Imelda bahkan menyampaikan pada Direktur Sumber Daya Manusia (SDM) 2017-2019 yang merekrutnya, Wing Antariksa, ingin mengundurkan diri.
“Setelah itu, saya, karena Pak Wing yang merekrut saya waktu interview, saya sampaikan saya hampir mau resign pada saat itu,” jelas Imelda.
Sebelumnya, saat dicecar jaksa KPK, Wing menyebut jajaran direksi dimintai uang Rp 50 juta hingga Rp 100 juta oleh Ira yang baru menjabat Dirut PT ASDP.

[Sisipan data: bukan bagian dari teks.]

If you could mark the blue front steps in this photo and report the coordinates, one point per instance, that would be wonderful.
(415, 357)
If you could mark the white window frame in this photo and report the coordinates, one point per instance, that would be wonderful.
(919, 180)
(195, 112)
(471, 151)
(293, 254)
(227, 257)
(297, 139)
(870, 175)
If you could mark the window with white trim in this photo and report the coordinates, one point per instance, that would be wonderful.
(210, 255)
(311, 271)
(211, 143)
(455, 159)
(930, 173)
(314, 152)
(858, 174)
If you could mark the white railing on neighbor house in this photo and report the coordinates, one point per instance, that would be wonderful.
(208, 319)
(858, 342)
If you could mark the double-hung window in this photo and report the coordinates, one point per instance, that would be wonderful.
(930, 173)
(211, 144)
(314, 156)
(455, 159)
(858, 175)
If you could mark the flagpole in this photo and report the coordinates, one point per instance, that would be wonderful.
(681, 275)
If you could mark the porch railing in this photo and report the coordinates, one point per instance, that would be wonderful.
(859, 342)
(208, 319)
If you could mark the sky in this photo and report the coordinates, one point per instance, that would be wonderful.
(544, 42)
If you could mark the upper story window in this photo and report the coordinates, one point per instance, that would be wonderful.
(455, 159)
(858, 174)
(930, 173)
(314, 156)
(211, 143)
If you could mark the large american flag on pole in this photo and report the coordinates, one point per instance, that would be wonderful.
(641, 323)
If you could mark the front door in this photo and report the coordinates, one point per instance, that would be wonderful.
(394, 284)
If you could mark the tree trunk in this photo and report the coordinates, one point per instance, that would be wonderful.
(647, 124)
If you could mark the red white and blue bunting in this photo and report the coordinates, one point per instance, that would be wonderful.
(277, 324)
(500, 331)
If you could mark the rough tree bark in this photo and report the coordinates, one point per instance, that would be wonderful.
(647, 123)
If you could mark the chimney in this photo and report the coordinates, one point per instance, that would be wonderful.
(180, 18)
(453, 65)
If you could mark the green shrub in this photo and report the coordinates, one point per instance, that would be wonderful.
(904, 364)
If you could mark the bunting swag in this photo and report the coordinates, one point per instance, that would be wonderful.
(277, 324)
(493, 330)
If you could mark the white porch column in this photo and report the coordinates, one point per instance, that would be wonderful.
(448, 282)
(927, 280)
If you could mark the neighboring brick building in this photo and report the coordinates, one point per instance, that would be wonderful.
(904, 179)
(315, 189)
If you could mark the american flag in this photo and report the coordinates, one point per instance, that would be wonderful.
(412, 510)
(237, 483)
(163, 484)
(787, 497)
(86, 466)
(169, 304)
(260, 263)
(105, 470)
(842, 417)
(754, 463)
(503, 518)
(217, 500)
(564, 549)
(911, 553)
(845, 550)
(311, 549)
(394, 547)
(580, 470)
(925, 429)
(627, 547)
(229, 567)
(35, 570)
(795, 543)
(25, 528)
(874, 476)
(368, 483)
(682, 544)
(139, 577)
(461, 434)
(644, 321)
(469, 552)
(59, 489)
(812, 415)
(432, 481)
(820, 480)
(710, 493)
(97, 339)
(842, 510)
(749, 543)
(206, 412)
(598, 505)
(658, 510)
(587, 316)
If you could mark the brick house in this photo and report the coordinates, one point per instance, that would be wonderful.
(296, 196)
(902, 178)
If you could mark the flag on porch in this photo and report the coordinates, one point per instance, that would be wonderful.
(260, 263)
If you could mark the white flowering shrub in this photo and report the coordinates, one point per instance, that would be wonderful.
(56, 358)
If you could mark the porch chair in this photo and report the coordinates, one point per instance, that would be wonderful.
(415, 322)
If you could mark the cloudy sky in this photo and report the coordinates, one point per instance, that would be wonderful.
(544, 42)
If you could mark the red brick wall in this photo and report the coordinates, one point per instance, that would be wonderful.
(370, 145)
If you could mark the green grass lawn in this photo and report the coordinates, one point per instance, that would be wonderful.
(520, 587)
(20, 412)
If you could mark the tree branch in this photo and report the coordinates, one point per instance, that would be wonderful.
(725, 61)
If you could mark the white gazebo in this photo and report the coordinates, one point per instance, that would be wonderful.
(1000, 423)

Saat itu disebutkan, uang yang dikumpulkan akan digunakan untuk membeli emas dan diserahkan kepada pihak Kementerian BUMN.

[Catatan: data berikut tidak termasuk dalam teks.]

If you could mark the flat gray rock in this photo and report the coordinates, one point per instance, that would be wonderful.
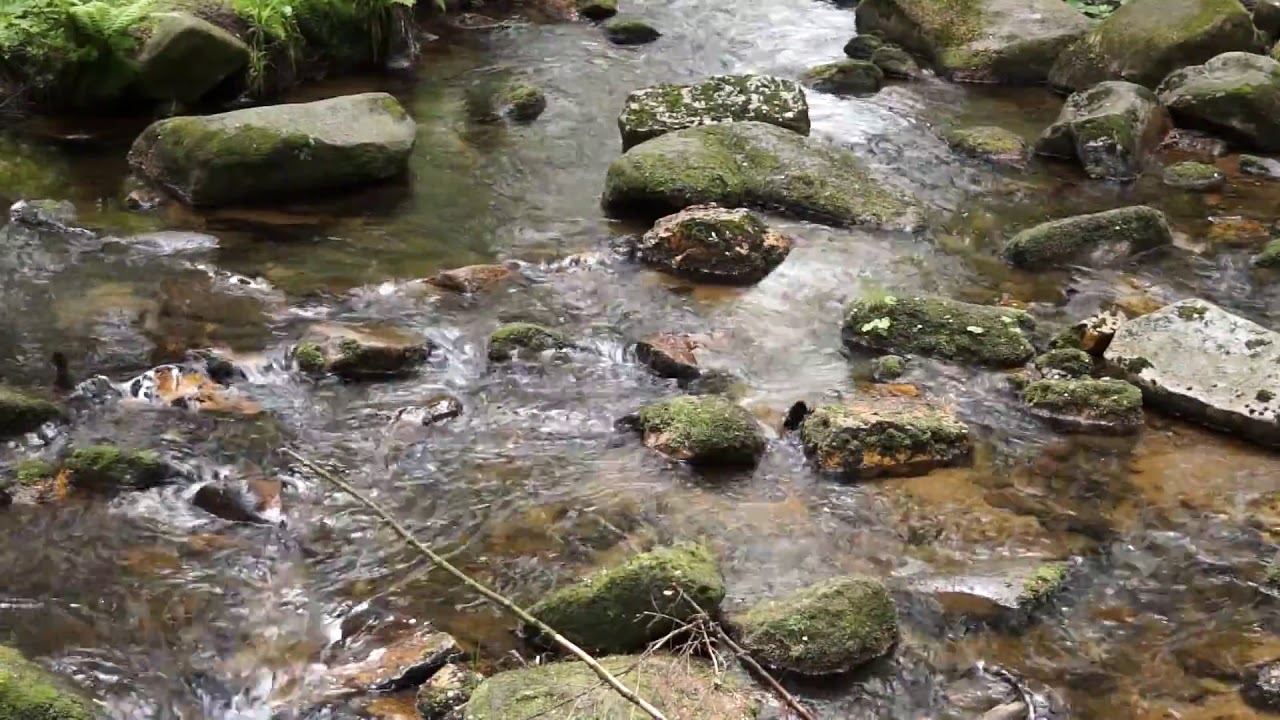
(1197, 360)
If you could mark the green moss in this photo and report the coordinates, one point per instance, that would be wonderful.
(28, 692)
(703, 431)
(941, 328)
(612, 611)
(528, 337)
(828, 628)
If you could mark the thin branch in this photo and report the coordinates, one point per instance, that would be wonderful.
(600, 671)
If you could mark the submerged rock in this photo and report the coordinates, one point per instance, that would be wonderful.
(657, 110)
(707, 431)
(1235, 95)
(682, 687)
(1097, 237)
(752, 164)
(1087, 405)
(613, 610)
(869, 440)
(712, 244)
(824, 629)
(845, 77)
(30, 692)
(1011, 41)
(1146, 40)
(264, 153)
(942, 328)
(1109, 128)
(360, 354)
(1197, 360)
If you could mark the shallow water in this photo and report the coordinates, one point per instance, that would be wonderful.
(165, 611)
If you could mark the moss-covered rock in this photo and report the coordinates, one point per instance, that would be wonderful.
(110, 468)
(682, 687)
(22, 413)
(1109, 128)
(942, 328)
(708, 431)
(1235, 95)
(824, 629)
(657, 110)
(1196, 177)
(359, 352)
(613, 611)
(630, 31)
(1087, 405)
(1096, 237)
(1011, 41)
(526, 340)
(988, 142)
(845, 77)
(712, 244)
(1146, 40)
(864, 440)
(263, 153)
(752, 164)
(186, 57)
(28, 692)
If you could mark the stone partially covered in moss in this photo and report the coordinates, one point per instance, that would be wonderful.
(30, 692)
(1109, 128)
(942, 328)
(708, 431)
(264, 153)
(1235, 95)
(1010, 41)
(753, 164)
(1196, 177)
(712, 244)
(613, 610)
(657, 110)
(359, 352)
(864, 440)
(988, 142)
(682, 687)
(1146, 40)
(1097, 237)
(824, 629)
(526, 340)
(1086, 405)
(845, 77)
(22, 413)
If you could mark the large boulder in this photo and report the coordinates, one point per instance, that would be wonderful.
(1013, 41)
(752, 164)
(823, 629)
(868, 440)
(263, 153)
(186, 57)
(28, 692)
(712, 244)
(1146, 40)
(1109, 128)
(615, 610)
(720, 99)
(1097, 237)
(682, 687)
(938, 327)
(1235, 95)
(1197, 360)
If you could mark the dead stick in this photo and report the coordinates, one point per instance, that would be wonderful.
(480, 588)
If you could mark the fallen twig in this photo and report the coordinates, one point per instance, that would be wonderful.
(483, 589)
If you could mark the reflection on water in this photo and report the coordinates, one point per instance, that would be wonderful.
(165, 611)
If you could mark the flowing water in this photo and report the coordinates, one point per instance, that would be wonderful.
(165, 611)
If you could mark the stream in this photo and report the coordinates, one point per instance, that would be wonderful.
(165, 611)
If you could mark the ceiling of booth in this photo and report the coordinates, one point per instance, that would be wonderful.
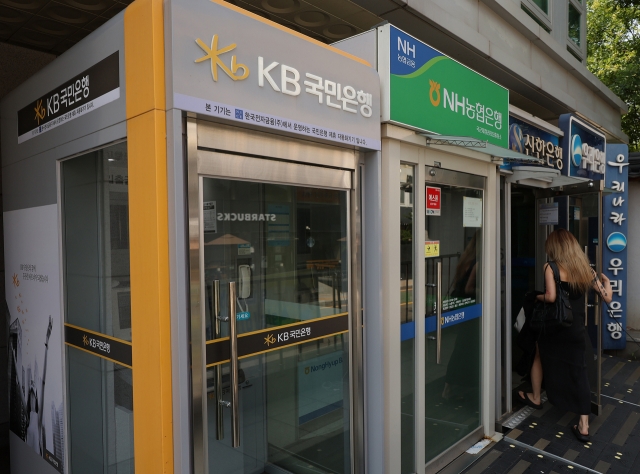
(54, 26)
(325, 20)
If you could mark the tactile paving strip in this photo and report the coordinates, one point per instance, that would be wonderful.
(545, 434)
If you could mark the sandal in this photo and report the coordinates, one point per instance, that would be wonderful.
(582, 438)
(527, 401)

“Seingat saya itu di awal periode Ibu Ira sebagai direktur utama. Sempat ada diskusi bahwa yang bersangkutan ingin menyampaikan terima kasih kepada kementerian BUMN karena telah diangkat di PT ASDP,” jawab Wing.

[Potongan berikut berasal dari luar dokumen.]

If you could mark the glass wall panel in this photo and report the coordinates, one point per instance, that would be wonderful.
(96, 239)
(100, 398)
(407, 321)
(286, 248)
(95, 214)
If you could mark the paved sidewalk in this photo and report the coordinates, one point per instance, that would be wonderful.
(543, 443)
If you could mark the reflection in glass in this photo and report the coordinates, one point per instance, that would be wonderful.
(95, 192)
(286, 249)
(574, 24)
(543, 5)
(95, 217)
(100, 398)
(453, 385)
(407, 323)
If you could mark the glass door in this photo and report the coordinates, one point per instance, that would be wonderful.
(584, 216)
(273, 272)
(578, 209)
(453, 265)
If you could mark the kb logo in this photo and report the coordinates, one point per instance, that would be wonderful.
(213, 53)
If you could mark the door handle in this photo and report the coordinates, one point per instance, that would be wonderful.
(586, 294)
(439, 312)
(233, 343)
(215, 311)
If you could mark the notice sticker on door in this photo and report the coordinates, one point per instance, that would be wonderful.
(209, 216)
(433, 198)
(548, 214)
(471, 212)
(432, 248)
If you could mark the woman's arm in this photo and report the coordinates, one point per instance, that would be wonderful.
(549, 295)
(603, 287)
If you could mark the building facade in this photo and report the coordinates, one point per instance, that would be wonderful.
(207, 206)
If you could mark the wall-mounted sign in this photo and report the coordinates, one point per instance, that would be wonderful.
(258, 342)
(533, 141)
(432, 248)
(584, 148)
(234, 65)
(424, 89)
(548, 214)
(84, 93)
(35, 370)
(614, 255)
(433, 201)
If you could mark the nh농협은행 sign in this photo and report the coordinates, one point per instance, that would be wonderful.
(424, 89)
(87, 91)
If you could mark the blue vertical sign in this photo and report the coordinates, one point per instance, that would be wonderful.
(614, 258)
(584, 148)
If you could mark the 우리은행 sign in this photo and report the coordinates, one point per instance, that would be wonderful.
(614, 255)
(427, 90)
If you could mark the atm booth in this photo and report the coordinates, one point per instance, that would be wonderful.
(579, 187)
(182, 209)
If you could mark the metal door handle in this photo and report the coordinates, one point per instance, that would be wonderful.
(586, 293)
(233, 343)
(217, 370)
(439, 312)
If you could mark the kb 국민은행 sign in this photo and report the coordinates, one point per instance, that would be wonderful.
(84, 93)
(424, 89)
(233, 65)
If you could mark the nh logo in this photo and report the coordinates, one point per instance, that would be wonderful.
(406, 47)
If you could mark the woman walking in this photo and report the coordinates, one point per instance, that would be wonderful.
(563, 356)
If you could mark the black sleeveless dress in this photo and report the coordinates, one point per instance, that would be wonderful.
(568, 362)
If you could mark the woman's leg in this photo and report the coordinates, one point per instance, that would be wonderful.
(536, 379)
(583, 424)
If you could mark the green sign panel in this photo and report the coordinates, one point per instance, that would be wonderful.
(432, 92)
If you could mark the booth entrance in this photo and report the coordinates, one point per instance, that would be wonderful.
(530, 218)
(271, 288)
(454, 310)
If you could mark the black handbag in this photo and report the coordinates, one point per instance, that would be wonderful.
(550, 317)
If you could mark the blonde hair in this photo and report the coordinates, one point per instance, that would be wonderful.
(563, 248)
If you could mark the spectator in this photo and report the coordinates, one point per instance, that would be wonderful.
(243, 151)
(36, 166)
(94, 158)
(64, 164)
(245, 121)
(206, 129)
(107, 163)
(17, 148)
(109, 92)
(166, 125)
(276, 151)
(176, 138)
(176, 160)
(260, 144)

“Saat itu yang bersangkutan menyampaikan akan memberikan emas,” ujar Wing.
Keterangan ini kemudian dibantah oleh kuasa hukum Ira, Soesilo Aribowo. Menurutnya, tidak ada pungutan uang Rp 50 juta hingga Rp 100 juta.
Soesilo juga mengeklaim, pemberian itu bukan gratifikasi maupun suap dan tidak terkait KSU PT ASDP dengan PT JN.
“Fakta yang ada, tidak ada pengumpulan uang sampai Rp 50 juta per orang. Setahu saya seperti itu,” kata Soesilo.
“Itu bukan bagian dari gratifikasi atau penyuapan, saya kira karena waktu itu empati saja kepada orang yang waktu itu sakit, dan beliau (pejabat deputi BUMN) itu sudah meninggal,” tambahnya.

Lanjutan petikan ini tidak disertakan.